Napoleon III (Charles Louis Napoleon Bonaparte, 1808–73) died on 9 January 1873, while in exile at Chiselhurst, England (Annual Cyclopaedia 1873, 69).
Clemens copied his figures from a leaflet he pasted into his 1872 English scrapbook entitled “Royal National Life-boat Institution,” which included a “General Summary for 1869.” He calculated his dollar amounts by multiplying the number of pounds by a factor of five, rounding off in some cases (Scrapbook 9:11, CU-MARK).
That is, the “honest, decent thing”—a western colloquialism (Mitford M. Mathews, 1:339, 2:1860).
Abraham Cunard, a Philadelphian of German descent, emigrated to Halifax, Nova Scotia, in 1783. By 1812 the shipping business he founded there with his son Samuel (1787–1865) was well established. Clemens’s history is inaccurate. Thomas C. Haliburton (1796–1865), a distinguished jurist, was a friend and compatriot of Samuel Cunard’s from Halifax (his daughter Laura married Cunard’s son William in 1851). He was best known for the humorous dialect sketches he wrote in the assumed character of a Yankee peddler named “Samuel Slick,” the first of which appeared in 1835. During a voyage to England in 1838 he learned an “object-lesson of being left behind by the power of steam to await the good-will of the wind” (Chittick, 219). Upon arrival, he supported an effort to convince the colonial secretary of the importance of establishing a transatlantic steam-powered mail service. Within a few months, the government advertised its intention to sponsor such a service, and “Haliburton never forgot, nor allowed others to forget, the part he thus played in securing to the old and new worlds the benefit of rapid intercommunication” (Chittick, 220). In 1839 Samuel Cunard went to England, where he won the government mail contract. At the urging of Robert Napier, an eminent marine engineer whom Cunard commissioned to build several new steamships, he formed a partnership with two major investors: George Burns (1795–1890) and David MacIver (d. 1845), co-owners since 1830 of the City of Glasgow Steam-Packet Company. The newly formed British and North American Royal Mail Steam Packet Company (commonly known as the Cunard Company) inaugurated its transatlantic service in 1840, when the Britannia sailed from Liverpool to Boston. The company, which had no enduring rival for over a hundred years, was soon entirely owned and run by three families: the Cunards in North America, the Burnses in Glasgow, and the MacIvers in Liverpool (Brinnin, 73–85, 89–90, 98, 101–2, 120–22; Haliburton, 145 n. 3, 157 n. 1; Herzberg, 419).

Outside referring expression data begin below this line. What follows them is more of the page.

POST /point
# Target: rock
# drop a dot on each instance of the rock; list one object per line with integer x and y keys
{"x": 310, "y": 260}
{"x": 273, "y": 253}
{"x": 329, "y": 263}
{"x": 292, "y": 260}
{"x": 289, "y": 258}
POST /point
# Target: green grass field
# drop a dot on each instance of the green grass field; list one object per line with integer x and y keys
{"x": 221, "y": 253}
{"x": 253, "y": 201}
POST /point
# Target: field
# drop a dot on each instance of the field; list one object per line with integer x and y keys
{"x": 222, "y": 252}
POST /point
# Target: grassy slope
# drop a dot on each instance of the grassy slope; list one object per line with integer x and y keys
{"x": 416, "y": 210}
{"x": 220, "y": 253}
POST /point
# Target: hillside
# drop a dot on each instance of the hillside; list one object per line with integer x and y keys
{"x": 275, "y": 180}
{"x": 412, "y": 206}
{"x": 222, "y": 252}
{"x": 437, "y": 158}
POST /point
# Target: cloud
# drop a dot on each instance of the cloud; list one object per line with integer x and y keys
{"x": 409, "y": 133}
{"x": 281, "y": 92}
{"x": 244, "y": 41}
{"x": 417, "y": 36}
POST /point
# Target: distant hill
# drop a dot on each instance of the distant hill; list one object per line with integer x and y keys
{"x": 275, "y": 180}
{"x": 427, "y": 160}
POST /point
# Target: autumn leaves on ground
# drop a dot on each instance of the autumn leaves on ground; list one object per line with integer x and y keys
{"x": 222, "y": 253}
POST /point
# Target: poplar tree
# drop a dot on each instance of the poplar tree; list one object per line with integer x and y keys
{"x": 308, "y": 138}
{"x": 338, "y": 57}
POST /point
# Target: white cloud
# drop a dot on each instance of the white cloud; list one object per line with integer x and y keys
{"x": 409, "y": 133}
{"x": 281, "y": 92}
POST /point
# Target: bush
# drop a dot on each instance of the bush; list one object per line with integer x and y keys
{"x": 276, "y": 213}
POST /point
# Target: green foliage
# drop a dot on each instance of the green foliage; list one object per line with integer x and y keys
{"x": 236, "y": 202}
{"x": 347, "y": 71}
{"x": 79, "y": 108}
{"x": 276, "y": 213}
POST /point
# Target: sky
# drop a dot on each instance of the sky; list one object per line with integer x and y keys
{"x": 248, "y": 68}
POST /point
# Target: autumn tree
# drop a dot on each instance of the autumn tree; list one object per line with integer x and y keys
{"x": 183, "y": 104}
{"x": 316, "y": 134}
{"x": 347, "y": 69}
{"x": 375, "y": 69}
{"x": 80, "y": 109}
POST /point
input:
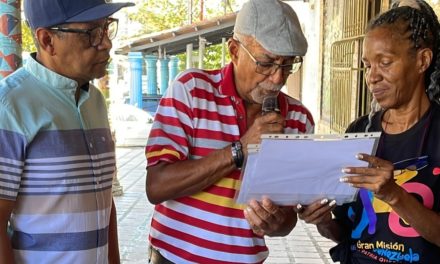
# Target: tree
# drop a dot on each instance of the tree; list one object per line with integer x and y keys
{"x": 155, "y": 16}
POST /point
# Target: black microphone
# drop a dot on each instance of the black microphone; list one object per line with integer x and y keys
{"x": 270, "y": 104}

Cunard was knighted by Queen Victoria in 1859 “for the services rendered by his ships in the Crimean campaign” (Brinnin, 271).
Much of this letter was in fact used in a Cunard Company advertising pamphlet issued in 1873 (PH in CU-MARK). It is not known whether Clemens gave his consent for the reprinting.
“British Benevolence,” New York Tribune, 27 Jan 73, 4–5 (SLC 1873), clipping in the Mark Twain Papers, The Bancroft Library, University of California, Berkeley (CU-MARK).
L5 , 573–581; Cunard Company advertising circular, undated, reprinted in Boston Journal, 7 Feb 73, which was in turn reprinted in Martin, 1–2, all with omissions; Brownell 1949, 3–5; Neider 1961, 159–65.